The Emergency Water Supply Amendment does not change the Endangered Species Act. Senator Feinstein's amendment does not waive or suspend the Endangered Species Act. Rather, the legislation follows the example of an earlier Congressional action that successfully resolved a similar crisis in New Mexico, which was passed unanimously in the Senate. The amendment would modify the application of the Endangered Species Act to ensure that pumping in California is not reduced below the level that numerous scientific studies have shown will be safe for the fish but still enable California's water system to serve the public.
The amendment does not modify the parameters already determined under the Biological Opinion.
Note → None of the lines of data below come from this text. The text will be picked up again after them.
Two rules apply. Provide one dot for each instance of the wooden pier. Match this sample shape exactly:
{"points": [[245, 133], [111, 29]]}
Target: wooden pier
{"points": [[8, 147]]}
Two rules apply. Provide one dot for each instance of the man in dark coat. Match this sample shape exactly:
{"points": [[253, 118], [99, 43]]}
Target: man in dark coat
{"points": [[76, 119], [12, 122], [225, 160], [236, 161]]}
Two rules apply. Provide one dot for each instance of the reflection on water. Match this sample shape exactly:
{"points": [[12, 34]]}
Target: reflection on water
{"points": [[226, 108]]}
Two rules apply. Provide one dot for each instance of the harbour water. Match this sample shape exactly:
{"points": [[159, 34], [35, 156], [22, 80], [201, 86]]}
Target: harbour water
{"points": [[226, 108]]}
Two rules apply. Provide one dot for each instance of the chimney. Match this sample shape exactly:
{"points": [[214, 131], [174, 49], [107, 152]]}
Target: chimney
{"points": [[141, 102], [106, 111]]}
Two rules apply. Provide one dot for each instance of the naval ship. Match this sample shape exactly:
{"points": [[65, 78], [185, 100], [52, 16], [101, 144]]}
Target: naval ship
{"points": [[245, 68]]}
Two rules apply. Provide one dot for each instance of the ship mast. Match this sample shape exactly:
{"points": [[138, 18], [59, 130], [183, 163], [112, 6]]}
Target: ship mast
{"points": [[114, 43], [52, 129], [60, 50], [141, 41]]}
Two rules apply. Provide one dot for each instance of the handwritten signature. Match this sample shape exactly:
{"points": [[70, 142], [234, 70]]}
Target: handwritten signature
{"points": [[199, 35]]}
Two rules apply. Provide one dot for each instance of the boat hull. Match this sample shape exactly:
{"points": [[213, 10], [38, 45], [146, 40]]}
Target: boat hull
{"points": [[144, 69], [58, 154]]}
The amendment would set a lower limit on how much the federal fish agencies can reduce pumping. The Department of Water Resources and the numerous scientific studies that the National Academy of Sciences is currently reviewing indicate that there is no beneficial effect for salmon or smelt when the pumping is reduced below the limit set by Senator Feinstein's proposal.
The science behind the development of pumping restrictions has been questioned and is being reviewed. Serious questions have been raised by the Department of Water Resources and by public water agencies serving two thirds of the state's population concerning the adequacy of the science underlying the current federal limits on pumping. Despite the restrictions, there is no evidence the fish have benefited in any way. The National Academy of Sciences, at the request of Congress and the Obama Administration, has convened a special scientific panel to determine whether there was any scientific basis for the federal restrictions on pumping and what alternatives would do less damage to the human environment.
The amendment respects the framework for long-term solutions already in place. With the enactment of the 2009 Comprehensive Water package by the State Legislature and the potential of the passage of the $11.14 billion General Obligation bond in November, California now has a strong framework to address water storage/movement with a multi-faceted approach. However, the crisis at hand requires immediate relief. Nothing in the Emergency Water Supply Amendment supersedes, overrides, or modifies the current framework for addressing the water crisis.
Senator Boxer, we desperately need your leadership on this issue. This is a temporary and reasonable measure to address with the crisis at hand and we cannot survive another year while waiting for relief. We implore you to co-author this critical legislation and work for its immediate adoption, and stand ready to partner with you on the reformation of a prosperous, thriving California.